The 5GHz side is more encouraging, even if you do need to know when we were near which AP at what time when you look at active bitrates:
The interesting part, though, is that at least between two APs, there was a noticeable shift in usage–which seems to reflect where clients should be registered in practice:
But the best sanity check is the sticky-client view, because that is what started this in the first place:
The number of merely weak clients did not disappear–one extra client fell below -75dBm in the later sample–but the very weak clients went away. That is the bit I care about: the previous -90dBm-ish sticky associations were gone in the later check, which seems to indicate clients are not getting hung up on their previous AP and are indeed roaming.
Caveats
A single sample is not science, and Wi-Fi is a swamp of client decisions, radio noise and domestic entropy. I also saw one new Fast Transition log entry after the rollout:
FT: Missing required pairwise in pull response from a peer AP
That happened once in the latest check. It is not enough to call the setup broken, but it is worth watching–especially because SAE and FT have enough moving parts that I would rather trust logs than assumptions.
Going Forward
I will be keeping an eye on this over the next few weeks… somehow.
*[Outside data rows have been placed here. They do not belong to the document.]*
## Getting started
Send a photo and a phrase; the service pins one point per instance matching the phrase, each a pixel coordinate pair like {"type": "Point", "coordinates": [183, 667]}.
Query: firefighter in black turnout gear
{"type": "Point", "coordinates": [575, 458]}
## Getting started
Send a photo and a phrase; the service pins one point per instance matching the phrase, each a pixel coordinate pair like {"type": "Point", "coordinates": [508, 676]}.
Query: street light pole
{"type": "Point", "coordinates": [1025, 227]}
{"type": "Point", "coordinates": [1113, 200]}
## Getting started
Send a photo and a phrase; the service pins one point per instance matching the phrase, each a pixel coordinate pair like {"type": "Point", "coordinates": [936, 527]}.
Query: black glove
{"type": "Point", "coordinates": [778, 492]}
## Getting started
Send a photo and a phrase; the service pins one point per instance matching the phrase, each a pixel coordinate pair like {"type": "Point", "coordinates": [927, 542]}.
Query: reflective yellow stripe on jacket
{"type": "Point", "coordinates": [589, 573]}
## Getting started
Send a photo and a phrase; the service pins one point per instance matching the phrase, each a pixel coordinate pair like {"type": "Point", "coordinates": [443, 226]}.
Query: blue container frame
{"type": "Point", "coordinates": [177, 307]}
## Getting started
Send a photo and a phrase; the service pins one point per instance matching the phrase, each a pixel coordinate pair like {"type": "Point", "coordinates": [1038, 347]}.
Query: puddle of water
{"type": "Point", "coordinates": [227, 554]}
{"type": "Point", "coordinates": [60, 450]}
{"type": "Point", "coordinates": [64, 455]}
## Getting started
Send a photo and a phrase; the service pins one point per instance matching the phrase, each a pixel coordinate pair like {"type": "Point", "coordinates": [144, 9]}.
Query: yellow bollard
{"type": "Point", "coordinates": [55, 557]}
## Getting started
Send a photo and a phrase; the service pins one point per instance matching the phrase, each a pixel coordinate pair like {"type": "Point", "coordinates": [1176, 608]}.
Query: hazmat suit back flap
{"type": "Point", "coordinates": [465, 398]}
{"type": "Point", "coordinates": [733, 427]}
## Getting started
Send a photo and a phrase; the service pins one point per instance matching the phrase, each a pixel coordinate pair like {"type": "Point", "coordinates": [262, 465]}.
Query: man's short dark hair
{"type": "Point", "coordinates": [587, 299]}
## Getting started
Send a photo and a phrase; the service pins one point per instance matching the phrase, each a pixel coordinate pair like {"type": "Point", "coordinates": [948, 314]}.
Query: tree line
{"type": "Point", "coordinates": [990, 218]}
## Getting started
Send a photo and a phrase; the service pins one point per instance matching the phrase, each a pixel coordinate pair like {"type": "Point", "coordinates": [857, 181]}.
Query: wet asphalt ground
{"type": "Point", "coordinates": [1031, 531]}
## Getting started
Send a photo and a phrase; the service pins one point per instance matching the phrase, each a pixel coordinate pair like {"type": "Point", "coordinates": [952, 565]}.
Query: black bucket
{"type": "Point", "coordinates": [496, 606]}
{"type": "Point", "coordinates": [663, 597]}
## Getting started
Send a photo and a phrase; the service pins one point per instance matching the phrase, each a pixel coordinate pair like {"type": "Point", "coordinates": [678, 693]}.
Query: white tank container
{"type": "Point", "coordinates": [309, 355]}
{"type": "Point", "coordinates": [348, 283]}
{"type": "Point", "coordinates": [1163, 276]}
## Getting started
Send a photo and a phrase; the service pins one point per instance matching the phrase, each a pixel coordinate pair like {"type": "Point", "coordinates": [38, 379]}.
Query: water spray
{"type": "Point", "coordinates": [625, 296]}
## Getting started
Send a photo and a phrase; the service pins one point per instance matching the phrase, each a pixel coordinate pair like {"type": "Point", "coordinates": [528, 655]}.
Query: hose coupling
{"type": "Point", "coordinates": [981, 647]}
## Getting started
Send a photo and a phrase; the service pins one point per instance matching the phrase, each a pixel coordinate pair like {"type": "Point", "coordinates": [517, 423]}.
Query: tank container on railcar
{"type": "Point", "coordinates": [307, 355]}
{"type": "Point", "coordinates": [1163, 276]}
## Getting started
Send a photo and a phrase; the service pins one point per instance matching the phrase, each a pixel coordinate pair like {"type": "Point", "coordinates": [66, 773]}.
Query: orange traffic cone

I got an LLM to do the Graphite queries and chart scripting for me, and ain’t nobody got time to build dashboards only I would look at, but the metrics aren’t going to go away and the stable config lives in my local Gitea instance now, so there’s really no excuse not to do a spot check in a few months.
But I really like my Cudy APs. No cloud controller, no meshing, no mobile app and no secret sauce. Just OpenWRT, collectd/Graphite, and the odd ssh session to check configs.
That is still the main thing I like about this setup: when it gets weird, it gets weird in ways I can inspect.